9. Minimize Stable Time
The more time your donkey spends breathing fresh air, the healthier his respiratory system will be. However, you will need to keep an eye on his weight and potentially use sand exercise arenas or bare paddocks to reduce the chances of him becoming obese.
Taking a Coughing Donkey’s Temperature Can Help Diagnosis
While a donkey coughing may be nothing to worry about, a donkey with a bad cough and a high temperature could be critically ill. The best way to distinguish between an innocuous cough and one that could be life-threatening is to take a donkey’s temperature.
In South Africa, we take our donkeys and horses’ temperatures daily to check for African Horse Sickness. It’s a straightforward procedure and requires little more than a standard digital thermometer and some petroleum jelly.

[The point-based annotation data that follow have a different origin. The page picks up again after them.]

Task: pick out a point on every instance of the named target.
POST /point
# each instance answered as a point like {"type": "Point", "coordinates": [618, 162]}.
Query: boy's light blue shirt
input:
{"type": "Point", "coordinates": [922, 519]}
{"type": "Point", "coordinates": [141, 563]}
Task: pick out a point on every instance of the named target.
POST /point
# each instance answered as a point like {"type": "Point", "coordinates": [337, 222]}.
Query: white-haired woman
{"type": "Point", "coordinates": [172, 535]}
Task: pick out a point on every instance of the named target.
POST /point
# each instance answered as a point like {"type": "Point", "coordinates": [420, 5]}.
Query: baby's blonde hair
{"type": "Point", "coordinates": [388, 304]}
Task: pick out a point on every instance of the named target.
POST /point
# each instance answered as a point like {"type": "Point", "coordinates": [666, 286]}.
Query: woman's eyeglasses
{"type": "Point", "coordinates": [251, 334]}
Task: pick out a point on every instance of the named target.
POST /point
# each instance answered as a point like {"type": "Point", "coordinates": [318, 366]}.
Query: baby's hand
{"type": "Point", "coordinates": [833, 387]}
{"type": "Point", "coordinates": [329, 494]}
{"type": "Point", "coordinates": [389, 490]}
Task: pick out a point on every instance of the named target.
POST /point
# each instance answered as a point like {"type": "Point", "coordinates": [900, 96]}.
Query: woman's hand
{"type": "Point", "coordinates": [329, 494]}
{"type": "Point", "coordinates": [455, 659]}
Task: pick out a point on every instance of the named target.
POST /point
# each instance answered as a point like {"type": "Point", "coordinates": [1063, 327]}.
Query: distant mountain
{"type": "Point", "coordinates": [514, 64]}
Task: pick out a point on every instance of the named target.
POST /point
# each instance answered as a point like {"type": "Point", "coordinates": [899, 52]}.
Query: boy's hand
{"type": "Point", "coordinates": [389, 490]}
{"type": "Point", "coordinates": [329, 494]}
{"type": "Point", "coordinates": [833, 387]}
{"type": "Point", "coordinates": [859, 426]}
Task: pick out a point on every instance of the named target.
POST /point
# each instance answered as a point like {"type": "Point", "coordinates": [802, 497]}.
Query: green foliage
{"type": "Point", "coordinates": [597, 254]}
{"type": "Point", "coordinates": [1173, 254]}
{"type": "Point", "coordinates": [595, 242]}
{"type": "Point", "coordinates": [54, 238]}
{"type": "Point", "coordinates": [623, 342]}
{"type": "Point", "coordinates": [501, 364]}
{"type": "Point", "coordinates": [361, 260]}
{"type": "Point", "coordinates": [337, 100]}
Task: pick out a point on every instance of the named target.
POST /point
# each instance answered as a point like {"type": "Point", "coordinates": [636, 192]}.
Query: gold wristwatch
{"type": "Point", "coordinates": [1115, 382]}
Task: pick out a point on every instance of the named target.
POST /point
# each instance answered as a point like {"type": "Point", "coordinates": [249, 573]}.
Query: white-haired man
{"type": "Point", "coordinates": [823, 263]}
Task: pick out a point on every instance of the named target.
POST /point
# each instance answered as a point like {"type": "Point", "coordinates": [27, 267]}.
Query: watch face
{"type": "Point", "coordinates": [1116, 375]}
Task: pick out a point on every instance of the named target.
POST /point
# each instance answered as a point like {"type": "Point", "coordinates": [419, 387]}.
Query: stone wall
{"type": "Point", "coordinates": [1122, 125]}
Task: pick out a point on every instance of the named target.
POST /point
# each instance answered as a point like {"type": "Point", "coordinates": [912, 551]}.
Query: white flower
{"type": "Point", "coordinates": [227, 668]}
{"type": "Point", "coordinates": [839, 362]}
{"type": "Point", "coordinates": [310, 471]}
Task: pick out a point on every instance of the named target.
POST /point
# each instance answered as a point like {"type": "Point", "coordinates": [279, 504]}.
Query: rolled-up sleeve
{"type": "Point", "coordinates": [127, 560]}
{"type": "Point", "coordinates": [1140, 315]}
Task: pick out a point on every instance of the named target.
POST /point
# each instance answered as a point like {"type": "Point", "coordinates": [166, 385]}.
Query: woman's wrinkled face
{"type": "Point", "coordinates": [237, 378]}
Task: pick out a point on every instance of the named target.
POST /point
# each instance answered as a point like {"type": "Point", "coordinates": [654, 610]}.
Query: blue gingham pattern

A Step-By-Step Guide to Taking a Donkeys Temperature
- Put petroleum jelly on the bulb of the thermometer so you can insert it more easily;
- Use rubber or surgical gloves;
- Ask a friend to hold your donkey or tether him securely;
- Stand next to your donkey’s hind leg, facing away from his head;
- Place your arm over your donkey’s hindquarters;
- Grasp the top of his tail and gently lift it;
- Once the tail’s high enough, slide your other hand underneath;
- Gently touch the skin around the anus with the thermometer to accustom your donkey to the sensation;
- Guide the thermometer into the rectum using a slight twisting motion;
- Stop once the thermometer is several inches inside, leaving the digital display visible;
- Continue holding the tail and thermometer until you get a final reading.
A healthy donkey should have a body temperature of between 98℉ and 101℉. Anything higher than this is cause for concern.
A coughing donkey isn’t a common occurrence. Donkeys have an unresponsive cough reflex and, therefore, rarely show signs of respiratory disease or breathing difficulty. A donkey with a chronic cough has a severe underlying issue that needs professional diagnosis and treatment.
Many of the problems that cause a donkey to cough are easily treatable if detected early on.